The Secret Sauce (Paleo Green Goddess)
But the real magic of this salad is in the paleo green goddess dressing. Guys, it’s SO GOOD. So good, in fact, that I couldn’t just use it for dressing. (Stay tuned because another recipe using the leftovers of this gorgeous sauce is on its way soon + it’s one that you don’t want to miss! Cook once, eat twice. #win)
This dressing is the easiest thing you’ll make all week. You simply throw all of the ingredients into a blender or food processor and let it do the work for you. This dressing is made from real food ingredients – no nasties like msg, vegetable oils or refined sugar here. It’s clean, nutritious + delish.

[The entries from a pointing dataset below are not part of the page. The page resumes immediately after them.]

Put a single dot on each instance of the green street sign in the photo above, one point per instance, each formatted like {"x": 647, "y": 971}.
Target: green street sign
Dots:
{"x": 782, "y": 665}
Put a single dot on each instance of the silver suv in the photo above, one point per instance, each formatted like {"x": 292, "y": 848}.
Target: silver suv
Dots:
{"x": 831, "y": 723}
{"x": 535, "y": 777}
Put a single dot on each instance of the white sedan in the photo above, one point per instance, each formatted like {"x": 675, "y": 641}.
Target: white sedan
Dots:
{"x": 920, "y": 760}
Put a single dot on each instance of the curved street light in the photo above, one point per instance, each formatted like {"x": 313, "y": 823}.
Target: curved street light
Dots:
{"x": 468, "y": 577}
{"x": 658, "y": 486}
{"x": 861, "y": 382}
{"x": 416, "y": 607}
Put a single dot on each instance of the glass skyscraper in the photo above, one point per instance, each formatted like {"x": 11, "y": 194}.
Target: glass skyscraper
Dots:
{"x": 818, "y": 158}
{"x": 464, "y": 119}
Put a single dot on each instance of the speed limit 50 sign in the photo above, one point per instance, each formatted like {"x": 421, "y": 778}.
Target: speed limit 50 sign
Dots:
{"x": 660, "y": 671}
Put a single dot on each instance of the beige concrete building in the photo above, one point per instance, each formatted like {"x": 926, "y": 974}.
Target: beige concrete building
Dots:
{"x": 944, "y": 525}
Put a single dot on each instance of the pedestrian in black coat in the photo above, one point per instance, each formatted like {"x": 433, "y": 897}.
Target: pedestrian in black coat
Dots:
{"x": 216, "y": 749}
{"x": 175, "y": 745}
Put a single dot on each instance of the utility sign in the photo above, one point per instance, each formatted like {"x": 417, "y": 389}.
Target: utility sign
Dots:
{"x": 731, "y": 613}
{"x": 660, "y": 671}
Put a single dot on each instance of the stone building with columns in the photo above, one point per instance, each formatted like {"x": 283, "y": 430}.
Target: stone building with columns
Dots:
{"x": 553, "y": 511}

The flavour of this dressing is similar to that of a green goddess style dressing, but with a little extra kick. To start with, the main ingredient is full fat coconut milk. The coconut milk makes this dressing creamy, dreamy + luscious without any added oils. Simple things like apple cider vinegar, honey + fresh herbs really take it to the next level. But, the real MVP of this dressing is the Worcestershire sauce. Weird, right?! But please, please, please don’t leave it out. It makes SUCH a difference.
You’ll want to pour this stuff on everything + I wouldn’t blame you. I bet it would be incredible on a sandwich as a sauce, on coleslaw or heated over chicken. It really is finger licking good.
Time to Dig In
This salad on it’s own doesn’t have any form of protein, so I wouldn’t necessarily recommend it as a stand alone meal. My husband and I will frequently top it with some grilled chicken (like these apricot glazed chicken thighs or blueberry barbecue chicken) and some extra paleo green goddess dressing. Or, if I’m on my own, I’ll fry up a salmon fillet for the top. However, if you’re meat-free, I imagine that some tofu marinated in this dressing + fried would be DIVINE too. If you’re really not into the protein options, just add some avocado. The extra healthy fats will make it much more satisfying.
To prep this salad in advance, I’d recommend combining all of your salad ingredients + making your dressing, but waiting until the last minute to toss them together. Arugula doesn’t hold up particularly well to sitting in liquid.
But GUYS, if you’re looking for a salad that is the farthest thing from boring + is packed with all sorts of health fats, antioxidants + fresh produce, this is it. It’s so fresh, so surprising, and so dang good.
If you do throw this salad together, I’d love to know if you love it as much as I do. Tag me in your photos on instagram or leave me a rating/comment down below. It really makes my day + helps other people find my recipes too 🙂
Sarah’s Salad
Ingredients
Dressings
- 1 cup full fat coconut milk
- 2 tbsp apple cider vinegar
- 1 tsp onion powder
- 1 tsp garlic powder
- 1.5 tsp worchestershire sauce
- 1 tbsp honey ((for whole30, substitue one medjool date))
- 1/2 lemon, juiced
- 1 large handful fresh chives and/or parsley
- 1/2 tsp salt
- 1 pinch pepper
Salad
- 1 bag hearty, mixed greens
- 1 bag arugula
- 2/3 cup dried apricots, chopped
- 1 cup blueberries
- 1 bunch fresh, raw asparagus, cut into peices
- 1/2 red onion, thinly sliced
- 1/2 cup chopped walnuts
Instructions
- In a blender or food processor, combine all of the salad dressing ingredients. Pulse until thoroughly combined. Taste for seasoning + add more salt/pepper/lemon juice to taste.
- In a large salad bowl, toss together the two greens.
- Add the dried fruit, fresh blueberries, asparagus, onions + nuts.
- Pour 1/3-1/2 cup of the dressing over the top of the salad mixture + toss to combine.
- Serve the salad with the extra dressing on the side.